Authors: Kirsh VA,  Mayne ST,  Peters U,  Chatterjee N,  Leitzmann MF,  Dixon LB,  Urban DA,  Crawford ED,  Hayes RB
Journal: Cancer Epidemiol Biomarkers Prev
Date: 2006 Jan
Branches: BB, MEB, OEEB
PubMed ID: 16434593
PMC ID: not available
Abstract: BACKGROUND: Dietary lycopene and tomato products may reduce risk of prostate cancer; however, uncertainty remains about this possible association. METHODS: We evaluated the association between intake of lycopene and specific tomato products and prostate cancer risk in the Prostate, Lung, Colorectal, and Ovarian Cancer Screening Trial, a multicenter study designed to investigate cancer early detection methods and etiologic determinants. Participants completed both a general risk factor and a 137-item food frequency questionnaire at baseline.
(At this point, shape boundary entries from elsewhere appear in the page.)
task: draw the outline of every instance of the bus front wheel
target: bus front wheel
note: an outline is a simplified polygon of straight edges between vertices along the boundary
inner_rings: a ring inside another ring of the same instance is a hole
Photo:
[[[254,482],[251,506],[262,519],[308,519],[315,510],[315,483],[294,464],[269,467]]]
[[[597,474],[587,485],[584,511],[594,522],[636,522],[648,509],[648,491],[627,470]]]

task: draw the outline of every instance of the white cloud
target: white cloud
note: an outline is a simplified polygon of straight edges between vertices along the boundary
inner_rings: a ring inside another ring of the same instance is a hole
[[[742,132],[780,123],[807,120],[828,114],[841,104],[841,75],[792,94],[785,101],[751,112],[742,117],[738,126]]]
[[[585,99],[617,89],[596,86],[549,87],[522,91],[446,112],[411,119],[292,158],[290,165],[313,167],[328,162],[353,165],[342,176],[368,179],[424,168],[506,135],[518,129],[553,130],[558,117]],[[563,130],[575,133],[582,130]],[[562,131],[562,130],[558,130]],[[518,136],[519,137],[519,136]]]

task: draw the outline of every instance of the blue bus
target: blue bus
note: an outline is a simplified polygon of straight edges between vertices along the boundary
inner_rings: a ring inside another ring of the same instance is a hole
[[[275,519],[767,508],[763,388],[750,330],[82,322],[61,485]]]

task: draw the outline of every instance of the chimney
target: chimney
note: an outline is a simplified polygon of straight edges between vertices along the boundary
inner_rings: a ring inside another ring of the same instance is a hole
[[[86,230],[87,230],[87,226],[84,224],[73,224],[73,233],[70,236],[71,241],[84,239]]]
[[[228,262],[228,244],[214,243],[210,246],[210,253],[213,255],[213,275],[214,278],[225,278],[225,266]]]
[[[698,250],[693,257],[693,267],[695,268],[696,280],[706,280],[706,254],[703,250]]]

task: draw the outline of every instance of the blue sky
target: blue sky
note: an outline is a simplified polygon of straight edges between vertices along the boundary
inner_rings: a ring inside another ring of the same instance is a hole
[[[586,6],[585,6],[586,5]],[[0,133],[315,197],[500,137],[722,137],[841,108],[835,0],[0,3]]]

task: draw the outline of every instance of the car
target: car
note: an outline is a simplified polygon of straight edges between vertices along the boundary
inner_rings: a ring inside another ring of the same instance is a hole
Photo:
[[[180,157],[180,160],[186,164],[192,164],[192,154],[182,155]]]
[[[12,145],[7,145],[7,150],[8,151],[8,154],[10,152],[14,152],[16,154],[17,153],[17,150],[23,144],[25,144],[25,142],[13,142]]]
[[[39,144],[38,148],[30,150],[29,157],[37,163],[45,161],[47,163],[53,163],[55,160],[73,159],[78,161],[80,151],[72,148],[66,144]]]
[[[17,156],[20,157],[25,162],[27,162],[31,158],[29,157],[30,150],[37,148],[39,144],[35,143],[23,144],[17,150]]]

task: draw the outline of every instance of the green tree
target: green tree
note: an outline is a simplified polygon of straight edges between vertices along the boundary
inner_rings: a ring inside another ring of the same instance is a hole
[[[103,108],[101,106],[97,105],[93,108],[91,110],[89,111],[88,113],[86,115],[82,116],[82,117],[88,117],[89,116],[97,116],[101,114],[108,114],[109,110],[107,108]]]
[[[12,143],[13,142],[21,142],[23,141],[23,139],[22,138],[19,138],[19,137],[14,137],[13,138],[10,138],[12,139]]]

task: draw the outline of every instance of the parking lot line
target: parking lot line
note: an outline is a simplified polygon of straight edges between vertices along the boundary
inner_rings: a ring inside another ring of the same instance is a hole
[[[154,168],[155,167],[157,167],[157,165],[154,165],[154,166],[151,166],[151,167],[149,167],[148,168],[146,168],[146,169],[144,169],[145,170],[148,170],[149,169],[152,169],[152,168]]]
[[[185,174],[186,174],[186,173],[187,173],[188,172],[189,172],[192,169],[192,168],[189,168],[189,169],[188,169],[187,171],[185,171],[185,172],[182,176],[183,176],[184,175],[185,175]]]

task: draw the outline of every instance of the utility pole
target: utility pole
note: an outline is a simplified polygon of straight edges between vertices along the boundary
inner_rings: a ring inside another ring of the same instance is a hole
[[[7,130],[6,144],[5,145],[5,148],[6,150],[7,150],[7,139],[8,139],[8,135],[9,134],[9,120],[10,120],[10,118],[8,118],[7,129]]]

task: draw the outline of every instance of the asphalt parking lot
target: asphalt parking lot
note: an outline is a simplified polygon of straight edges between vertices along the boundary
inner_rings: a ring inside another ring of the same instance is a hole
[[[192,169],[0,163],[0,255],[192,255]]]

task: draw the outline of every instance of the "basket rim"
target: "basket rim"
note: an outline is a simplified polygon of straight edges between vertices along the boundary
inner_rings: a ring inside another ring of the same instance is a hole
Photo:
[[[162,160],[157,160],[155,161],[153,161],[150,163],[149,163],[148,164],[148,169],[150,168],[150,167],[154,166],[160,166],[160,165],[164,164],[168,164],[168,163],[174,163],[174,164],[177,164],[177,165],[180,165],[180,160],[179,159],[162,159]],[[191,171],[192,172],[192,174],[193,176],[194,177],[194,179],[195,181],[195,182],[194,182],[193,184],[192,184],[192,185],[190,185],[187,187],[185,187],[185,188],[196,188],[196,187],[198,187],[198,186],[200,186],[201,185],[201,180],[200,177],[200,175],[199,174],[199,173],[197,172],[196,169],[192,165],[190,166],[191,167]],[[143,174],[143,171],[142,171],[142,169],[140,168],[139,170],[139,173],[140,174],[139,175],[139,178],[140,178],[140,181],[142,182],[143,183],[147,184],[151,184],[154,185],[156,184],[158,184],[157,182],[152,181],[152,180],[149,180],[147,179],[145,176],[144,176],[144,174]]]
A total of 1,338 cases of prostate cancer were identified among 29,361 men during an average of 4.2 years of follow-up. RESULTS: Lycopene intake was not associated with prostate cancer risk. Reduced risks were also not found for total tomato servings or for most tomato-based foods. Statistically nonsignificant inverse associations were noted for pizza [all prostate cancer: relative risk (RR), 0.83; 95% confidence interval (95% CI), 0.67-1.03 for >or=1 serving/wk versus < 0.5 serving/mo; P(trend)=0.06 and advanced prostate cancer: RR, 0.79; 95% CI, 0.56-1.10; P(trend)=0.12] and spaghetti/tomato sauce consumption (advanced prostate cancer: RR=0.81, 95% CI, 0.57-1.16 for >or=2 servings/wk versus<1 serving/mo; P(trend)=0.31). Among men with a family history of prostate cancer, risks were decreased in relation to increased consumption of lycopene (P(trend)=0.04) and specific tomato-based foods commonly eaten with fat (spaghetti, P(trend)=0.12; pizza, P(trend)=0.15; lasagna, P(trend)=0.02). CONCLUSIONS: This large study does not support the hypothesis that greater lycopene/tomato product consumption protects from prostate cancer. Evidence for protective associations in subjects with a family history of prostate cancer requires further corroboration.